All I can say is..wow! It sounds so idyllic Lori, plus I guess a new learning experience? Sounds like it’s good for the heart and soul! I’ll be googling all the local plants and flowers you have, they all sound so beautiful.

26 Jul, 2019

 

Fantastic shot and great planting. Very dramatic with that big dark branch and the echium in the foreground and then that light streaming in from the left, like a fairy tale illustration. Unfortunately all my tall echiums are flat on the ground and broken of at the roots but the bees are still swarming around them so I'm not in a hurry to take them out, however out they will have to come.
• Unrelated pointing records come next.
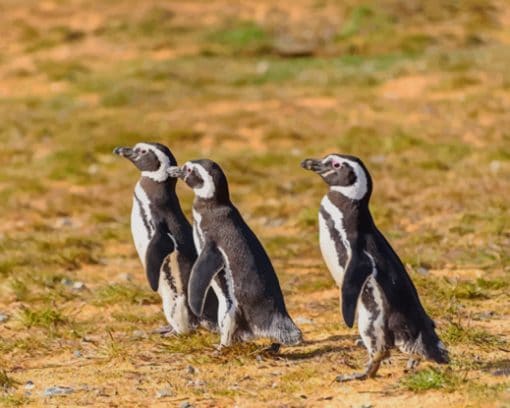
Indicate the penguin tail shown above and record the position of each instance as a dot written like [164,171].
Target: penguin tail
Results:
[284,330]
[434,349]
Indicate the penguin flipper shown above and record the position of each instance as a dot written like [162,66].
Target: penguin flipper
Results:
[208,264]
[159,247]
[359,269]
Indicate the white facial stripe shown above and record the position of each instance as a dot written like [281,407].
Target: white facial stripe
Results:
[160,174]
[358,190]
[207,189]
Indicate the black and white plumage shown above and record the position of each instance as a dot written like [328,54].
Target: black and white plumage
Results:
[371,276]
[233,262]
[163,236]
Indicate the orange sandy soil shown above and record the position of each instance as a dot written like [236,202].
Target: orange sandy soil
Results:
[419,90]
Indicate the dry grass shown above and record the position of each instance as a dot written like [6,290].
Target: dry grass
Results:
[419,90]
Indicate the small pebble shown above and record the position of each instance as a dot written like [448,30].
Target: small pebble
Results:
[502,372]
[78,285]
[125,277]
[303,320]
[494,166]
[422,271]
[139,334]
[163,393]
[63,222]
[57,390]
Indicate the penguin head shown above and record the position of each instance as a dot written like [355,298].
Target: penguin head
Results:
[205,177]
[343,173]
[152,159]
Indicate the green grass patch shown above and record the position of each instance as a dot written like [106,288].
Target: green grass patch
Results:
[455,333]
[431,378]
[48,318]
[191,343]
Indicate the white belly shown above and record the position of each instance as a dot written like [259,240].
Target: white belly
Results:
[198,236]
[142,230]
[329,253]
[327,244]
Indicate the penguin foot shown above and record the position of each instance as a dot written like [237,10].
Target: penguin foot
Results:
[274,348]
[165,331]
[351,377]
[388,361]
[359,342]
[412,364]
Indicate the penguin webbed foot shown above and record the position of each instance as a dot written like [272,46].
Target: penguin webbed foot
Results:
[274,348]
[412,365]
[165,331]
[351,377]
[359,342]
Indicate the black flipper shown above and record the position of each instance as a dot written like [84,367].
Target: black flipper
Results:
[209,263]
[358,270]
[160,246]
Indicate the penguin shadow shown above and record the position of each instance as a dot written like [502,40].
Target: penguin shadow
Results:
[322,348]
[498,368]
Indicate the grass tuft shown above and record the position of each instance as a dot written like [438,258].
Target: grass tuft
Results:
[47,318]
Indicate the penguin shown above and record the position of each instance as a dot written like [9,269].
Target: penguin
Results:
[163,237]
[233,262]
[371,276]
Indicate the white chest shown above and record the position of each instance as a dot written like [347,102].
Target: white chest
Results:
[142,226]
[329,238]
[198,235]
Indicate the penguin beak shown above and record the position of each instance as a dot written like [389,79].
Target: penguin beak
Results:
[175,172]
[314,165]
[126,152]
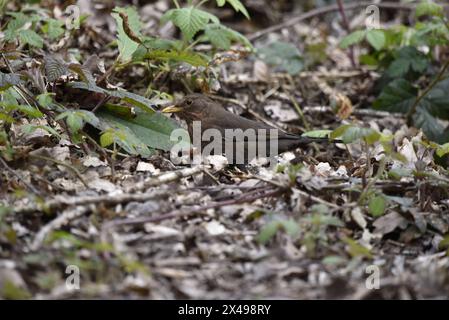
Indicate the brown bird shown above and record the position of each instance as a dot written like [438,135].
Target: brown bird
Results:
[211,115]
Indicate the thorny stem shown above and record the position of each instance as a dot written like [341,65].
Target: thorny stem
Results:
[437,79]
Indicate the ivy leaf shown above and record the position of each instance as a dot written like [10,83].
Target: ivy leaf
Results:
[285,56]
[190,20]
[31,37]
[221,36]
[376,38]
[126,45]
[352,38]
[429,8]
[408,59]
[398,96]
[147,130]
[236,4]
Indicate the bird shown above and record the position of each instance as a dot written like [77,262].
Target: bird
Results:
[210,114]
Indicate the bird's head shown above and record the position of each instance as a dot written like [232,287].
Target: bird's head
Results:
[191,107]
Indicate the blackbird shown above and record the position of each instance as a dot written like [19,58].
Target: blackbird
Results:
[211,115]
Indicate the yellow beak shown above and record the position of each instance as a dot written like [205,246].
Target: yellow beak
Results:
[171,109]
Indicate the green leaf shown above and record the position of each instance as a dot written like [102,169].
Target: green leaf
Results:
[352,38]
[357,250]
[31,37]
[270,229]
[30,128]
[442,150]
[429,124]
[135,99]
[377,206]
[30,111]
[76,119]
[236,4]
[221,37]
[8,80]
[149,130]
[285,56]
[376,38]
[349,133]
[429,8]
[408,59]
[107,138]
[190,20]
[179,56]
[126,45]
[55,67]
[54,28]
[398,96]
[317,134]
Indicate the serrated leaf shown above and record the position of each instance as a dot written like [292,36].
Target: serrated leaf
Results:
[352,38]
[31,37]
[126,45]
[221,37]
[236,4]
[184,56]
[376,38]
[429,8]
[54,28]
[190,20]
[357,250]
[398,96]
[148,130]
[408,58]
[55,67]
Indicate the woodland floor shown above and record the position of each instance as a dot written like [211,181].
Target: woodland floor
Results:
[149,229]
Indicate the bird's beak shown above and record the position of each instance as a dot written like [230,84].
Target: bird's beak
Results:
[171,109]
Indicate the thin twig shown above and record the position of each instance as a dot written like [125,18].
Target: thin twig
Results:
[325,10]
[29,186]
[186,211]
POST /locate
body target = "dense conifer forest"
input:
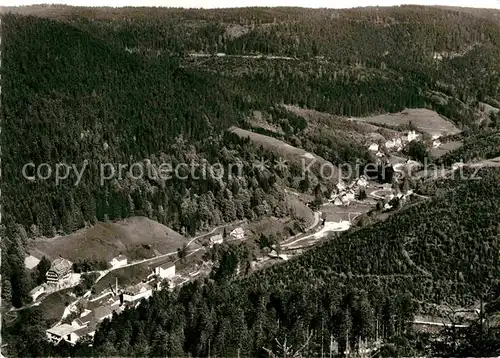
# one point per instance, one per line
(92, 86)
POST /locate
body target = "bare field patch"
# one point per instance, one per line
(423, 119)
(445, 148)
(285, 150)
(136, 237)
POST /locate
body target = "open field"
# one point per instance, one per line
(126, 276)
(445, 148)
(423, 119)
(136, 237)
(285, 150)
I'll replace them with a smaller variety

27 Jul, 2019

 

Echiums do tend to flatten out after blooming, M. I'm trying to mingle the rudbeckia amonst it. may try a few sunflowers next season.
Thank you, Kate! Very much a learning curve! For any idyllic areas there are the fields where the golden rod is taking over...but on the upside, it's a screen for the ferns where the does leave their fawns through the days. So, do I cut or not? maybe later next month when the fawns will have grown a bit and are no longer vulnerable.

27 Jul, 2019

 

yes I'm sure it would be a great picture but I'm reluctant to disturb them. I have only seen the nest after the fact...usually it's in tall grass or weeds where the doe brings her fawn or fawns...she may have triplets or twins. She leaves the fawn to protect it from predators while she goes to forage. She may return to the "nest" a couple of times during the day to feed the fawns...then off she goes until dusk when she may come and bed down with the fawns or take them to a safe place in the bush. I have pics of a young buck trying to eat from the bird feeder..and grazing the low branches of the cedar trees in winter. I think it's the topic of a blog on my other page... Lorilyn57.
It's also why I'm reluctant to take down the tall weeds in mid summer...I would ensure that the plants won't reseed but i could also frighten the deer away when I'm actually trying to give them sanctuary. Rabbits also leave their clutch in long grass too..and sometimes right in the middle of a mowed lawn. so I tippy toe around the wildlife.